"Whiteout" comes from a graphic novel by Greg Rucka and Steve Lieber, about a U.S. Marshal stationed in Antarctica, which we're told straight off is "the most isolated landmass on Earth." Oh, that Antarctica. A corpse is found on the ice, but it's not just another case of severe frostbite: It's murder, and the murderer (whom we see in action soon enough, with a pickax) has a motive that relates in some way (no spoilers here) to the Cold War-era prologue, in which we see an ill-fated planeful of Soviets guarding a mysterious crate containing ... what?
Here's another question: You know what blinding snow and 65-below temperatures do to action sequences? The same thing that underwater scenes do. They slow everything waaaaay down, which means the director must find a way to plausibly have people trying to kill each other, excitingly, without violating the physical/spatial conditions they're in. At the big action climax of "Whiteout," you have various parties going at each other while they're attached to safety ropes, and they're inching along, and the (digital, mostly, I think) snow is blowing and the whiteout's in full play, and the thing about whiteouts is pretty simple, really: lousy visibility. I couldn't really make out what was going on in this scene. At all.

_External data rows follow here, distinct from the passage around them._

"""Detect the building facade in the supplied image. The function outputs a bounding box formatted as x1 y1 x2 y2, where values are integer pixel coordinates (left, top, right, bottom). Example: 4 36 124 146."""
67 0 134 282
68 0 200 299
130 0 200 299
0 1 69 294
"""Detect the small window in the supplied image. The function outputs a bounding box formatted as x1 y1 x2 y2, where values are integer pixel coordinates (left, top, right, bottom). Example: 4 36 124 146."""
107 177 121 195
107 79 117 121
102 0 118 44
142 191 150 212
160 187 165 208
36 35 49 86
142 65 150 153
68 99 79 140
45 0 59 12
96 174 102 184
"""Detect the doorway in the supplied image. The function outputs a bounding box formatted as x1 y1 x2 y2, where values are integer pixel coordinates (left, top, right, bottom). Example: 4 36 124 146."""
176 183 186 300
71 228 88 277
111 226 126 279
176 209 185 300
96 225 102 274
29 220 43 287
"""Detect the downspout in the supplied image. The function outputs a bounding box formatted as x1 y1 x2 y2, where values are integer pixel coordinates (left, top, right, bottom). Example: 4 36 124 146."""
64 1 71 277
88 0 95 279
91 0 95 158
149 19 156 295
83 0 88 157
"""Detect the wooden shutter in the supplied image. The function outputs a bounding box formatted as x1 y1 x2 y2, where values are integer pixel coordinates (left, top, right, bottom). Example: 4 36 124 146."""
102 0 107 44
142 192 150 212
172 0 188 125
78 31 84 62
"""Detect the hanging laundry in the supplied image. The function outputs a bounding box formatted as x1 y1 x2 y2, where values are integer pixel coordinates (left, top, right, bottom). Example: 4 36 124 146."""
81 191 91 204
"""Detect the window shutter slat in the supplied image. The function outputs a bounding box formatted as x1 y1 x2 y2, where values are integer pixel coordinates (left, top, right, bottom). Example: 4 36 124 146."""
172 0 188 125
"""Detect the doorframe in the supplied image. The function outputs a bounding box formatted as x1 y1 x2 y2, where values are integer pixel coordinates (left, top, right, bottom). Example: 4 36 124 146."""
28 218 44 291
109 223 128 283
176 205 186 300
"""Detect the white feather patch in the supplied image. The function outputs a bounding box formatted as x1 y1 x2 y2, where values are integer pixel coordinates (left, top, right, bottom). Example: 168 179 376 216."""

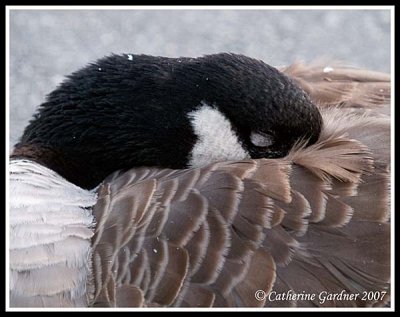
9 160 97 307
188 102 250 167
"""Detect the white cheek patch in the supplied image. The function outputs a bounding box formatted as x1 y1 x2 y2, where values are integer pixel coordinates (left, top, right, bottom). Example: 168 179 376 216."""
188 102 250 167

Seeing everyone bundled up in parkas and ski masks throughout this picture explains why director Dominic Sena -- who made "Swordfish," and therefore knows the value of gratuitous skin -- has Kate Beckinsale, per the script, sullenly undress down to her skivvies for a shower. There's a fabulous shot of Beckinsale bending waaaaay over, rump to the camera (at which point you can almost hear the camera operator mutter "Yeah! Yeah!" Beavis-style), and it's held just long enough so the viewer can speculate on the nature of the underwear itself, which does not look like the sort of underwear a U.S. Marshal would wear. In Antarctica.
The film moves like frozen molasses, letting the audience get out ahead of the narrative developments at every turn. Beckinsale strives for hard-bitten and tough, but it comes off as petulance, as if, like, I'm just trying to leave Antarctica, OK? And I have to solve these crimes?! Ugh. Whatever.
Tom Skerritt's pretty good as the local doc. So is Columbus Short as one of the marshal's colleagues. All in all, though, "Whiteout" is plodding enough to make you wish for the interpolation of a vampire or two, from "30 Days of Night."